戸を引くと、山南さんは真剣な顔つきで机にむかっていた。指令の作業に集中しているのだろう。そっと湯呑みを置こうとすると、気配に気付いたのかこちらを向いた。先ほどまで真剣だった顔つきに、柔かな笑みが戻る。

「邪魔してすいません。ここ、置いていきますよ」

ゆっくりと湯飲みを机に置くと、ちゃぽりと入っている茶が揺れた。そんな何気ない一瞬の動作でさえゆっくりと流れる、時の様に感じるほど山南さんのもつ雰囲気は穏やかだったりする。

そっと山南さんの手が私の手の甲に触れた。

「……?どうしたんですか?」

少し悲し気な色を顔に浮かべたかと思うと、すぐにいつもとよく似た笑みへと戻る。

「……なんでも、ありませんよ」

重ねていた手を、山南さんはまた静かに離し私の目を見た後、また手元の書類へと目を向ける。
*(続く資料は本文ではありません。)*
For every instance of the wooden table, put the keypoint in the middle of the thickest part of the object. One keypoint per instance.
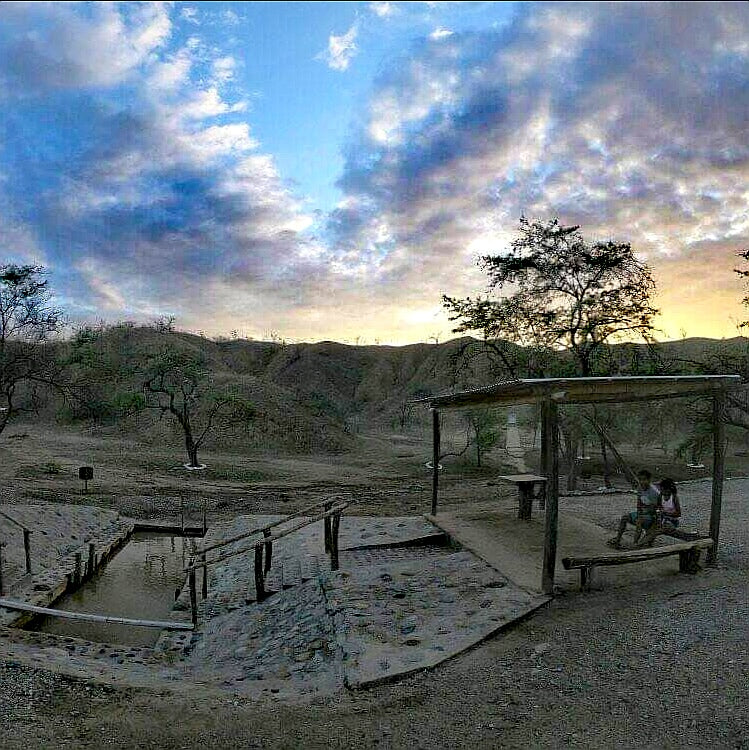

「もうこちらは大丈夫ですよ。椎名君は、藤堂君や沖田君たちのところへ行ってあげてください。……私一人で君を独り占めしては文句を言われてしまいますから」
「はあ……」

若干語尾に疑問符を付けながらも一礼し部屋を出る。そして、歩くたびに、きしりと鳴る廊下を通りながら3人がいる部屋へと向かう。

「紗良君!」

真っ先に気付いたのは雪村さんだ。山南さんの手伝いについて問われたので、「難しくてよく分からなかったんです」と苦笑で答えた。

「なにかお手伝いさせてもらえませんか?」

そう微笑みながら聞くと、「え!?だ、大丈夫だよ!」と首を横に振られたが、少しだけ眉を下げ「お願いします」と食い下がったとき、横から声が入ってきた。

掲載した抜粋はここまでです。